Schattenseiten

„Der Freitag“ hat in seiner Ausgabe 35/2017 einen hochinteressanten, beklemmenden Beitrag mit dem Titel „Sie schürfen rotes Gold“ publiziert. Darin wird u.a. die Geschichte des  Immigranten Soleyman aus dem Senegal erzählt, eine Geschichte, die exemplarisch für viele Einwanderer, die sich in Europa mit schlecht bezahlter, harter Arbeit über Wasser halten, steht. Warum ich das hier aufgreife? Soleyman arbeitet im Moment als Tomatenpflücker unter unserer heißen, apulischen Sommersonne für nur 3 bis 4 Euro pro Stunde.

Modernes Sklaventum

Schon das Titelfoto erinnert an die Südstaaten Amerikas vor mehr als 200 Jahren. Man muss im Geiste nur die Tomaten gegen Baumwolle austauschen und sieht, dass sich das moderne Sklaventum gar nicht so sehr vom damaligen unterscheidet. Doch, was der Artikel nicht erzählt, ist, dass es vielen eingeborenen Süditalienern nicht viel besser geht.

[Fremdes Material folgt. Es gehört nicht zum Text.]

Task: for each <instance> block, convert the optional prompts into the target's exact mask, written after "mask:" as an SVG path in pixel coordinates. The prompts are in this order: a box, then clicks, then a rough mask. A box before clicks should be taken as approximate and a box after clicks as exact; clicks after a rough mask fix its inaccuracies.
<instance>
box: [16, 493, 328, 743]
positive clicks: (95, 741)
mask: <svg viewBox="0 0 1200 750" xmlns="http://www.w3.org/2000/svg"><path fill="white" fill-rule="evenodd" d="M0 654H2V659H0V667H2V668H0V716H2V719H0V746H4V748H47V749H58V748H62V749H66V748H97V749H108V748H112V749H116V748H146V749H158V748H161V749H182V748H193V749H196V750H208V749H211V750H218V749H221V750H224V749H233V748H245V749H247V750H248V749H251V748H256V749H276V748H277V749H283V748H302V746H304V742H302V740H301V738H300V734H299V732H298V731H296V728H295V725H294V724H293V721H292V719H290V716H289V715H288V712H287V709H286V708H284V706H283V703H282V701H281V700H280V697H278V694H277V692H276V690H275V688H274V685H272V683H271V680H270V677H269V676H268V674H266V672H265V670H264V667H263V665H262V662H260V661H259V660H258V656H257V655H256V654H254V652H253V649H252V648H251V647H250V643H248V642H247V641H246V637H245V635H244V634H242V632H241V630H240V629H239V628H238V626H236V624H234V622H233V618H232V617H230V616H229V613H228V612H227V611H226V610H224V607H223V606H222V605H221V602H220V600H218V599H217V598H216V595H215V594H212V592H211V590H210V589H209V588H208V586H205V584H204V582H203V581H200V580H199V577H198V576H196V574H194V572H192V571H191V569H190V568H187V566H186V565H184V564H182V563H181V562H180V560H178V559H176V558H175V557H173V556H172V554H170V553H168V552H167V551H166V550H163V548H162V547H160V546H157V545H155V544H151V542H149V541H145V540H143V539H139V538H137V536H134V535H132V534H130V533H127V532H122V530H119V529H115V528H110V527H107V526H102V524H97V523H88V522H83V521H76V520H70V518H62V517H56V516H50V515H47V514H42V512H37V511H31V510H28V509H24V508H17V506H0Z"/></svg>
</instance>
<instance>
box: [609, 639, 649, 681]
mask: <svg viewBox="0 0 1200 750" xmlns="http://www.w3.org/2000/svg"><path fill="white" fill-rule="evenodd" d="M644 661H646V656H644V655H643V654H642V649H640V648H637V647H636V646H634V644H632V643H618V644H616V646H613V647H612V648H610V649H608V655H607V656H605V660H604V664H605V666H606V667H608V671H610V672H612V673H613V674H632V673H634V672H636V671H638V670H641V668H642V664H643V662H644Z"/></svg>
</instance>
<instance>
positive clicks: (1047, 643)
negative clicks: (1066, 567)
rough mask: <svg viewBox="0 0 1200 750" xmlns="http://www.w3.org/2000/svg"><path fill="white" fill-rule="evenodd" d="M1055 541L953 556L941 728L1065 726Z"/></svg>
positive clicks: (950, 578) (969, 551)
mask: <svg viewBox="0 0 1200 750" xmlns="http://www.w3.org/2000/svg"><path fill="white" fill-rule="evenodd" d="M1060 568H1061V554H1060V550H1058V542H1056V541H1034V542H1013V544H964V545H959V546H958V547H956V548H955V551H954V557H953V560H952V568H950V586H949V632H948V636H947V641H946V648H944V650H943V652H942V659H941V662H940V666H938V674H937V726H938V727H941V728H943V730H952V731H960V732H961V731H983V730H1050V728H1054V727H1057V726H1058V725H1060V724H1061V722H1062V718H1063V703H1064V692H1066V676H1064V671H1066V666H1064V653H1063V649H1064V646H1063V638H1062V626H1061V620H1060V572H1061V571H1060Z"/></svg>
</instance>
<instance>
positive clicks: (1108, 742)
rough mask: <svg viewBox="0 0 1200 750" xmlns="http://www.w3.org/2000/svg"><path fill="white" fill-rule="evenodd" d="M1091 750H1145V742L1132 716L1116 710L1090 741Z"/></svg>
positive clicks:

Die totale Abhängigkeit vom Belieben und den Anforderungen dessen, der dir Arbeit geben kann, lässt zum Beispiel auch Giuseppe unter haarsträubenden Bedingungen sein tägliches Brot mit Saisonarbeit verdienen. Aber Giuseppe ist kein Immigrant. Er ist ein Apulier doc. Ein einfacher Mensch, der den Hauptschulabschluss mit über 30 an der Abendschule nachgeholt hat. Er hat zwei Ehen hinter sich und ein Auswandererabenteuer in Peru. Als ich ihn kennenlerne, wohnt er wieder im Kinderzimmer bei seinen Eltern in der kleinen italienischen Stadt, in der er aufgewachsen ist.

Giuseppe hat sich in den Kopf gesetzt hat, Deutsch zu lernen, weil er Apulien wieder den Rücken kehren will. Dieses Mal endgültig. Sein Traum: in Deutschland leben und arbeiten, unbedingt in München. Warum, weiß er selbst nicht so genau. Es sei eben alles besser in Deutschland. Vor allem gäbe es richtiges Geld für Arbeit. Vielleicht hätte er mal Soleyman fragen sollen, warum dieser dann in Apulien Tomaten pflückt.

Weintrauben putzen

Egal. Wenn Giuseppe abends zu mir in den Deutschkurs kommt, sprechen wir nicht nur über Grammatik und Vokabeln, sondern auch über sein Leben, seine Ehen, die mit daran gescheitert sind, dass er keine Arbeit findet, mit der er seine Familie etwas mehr als nur über Wasser halten kann. Irgendwann erzählt er mir von seinem Sommerjob – Weintrauben putzen. Was muss man sich darunter vorstellen?

Von Juni bis September arbeiten sich Leute sieben Tage die Woche an den Weinreben entlang und pflücken die zu kleinen oder fauligen Weintrauben ab, damit die restlichen größer werden können und dabei nicht faulen. Diese unermüdlichen Weintraubenputzer sorgen dafür, dass die großen, süßen und makellosen Trauben aus Apulien ihren guten Ruf wahren können.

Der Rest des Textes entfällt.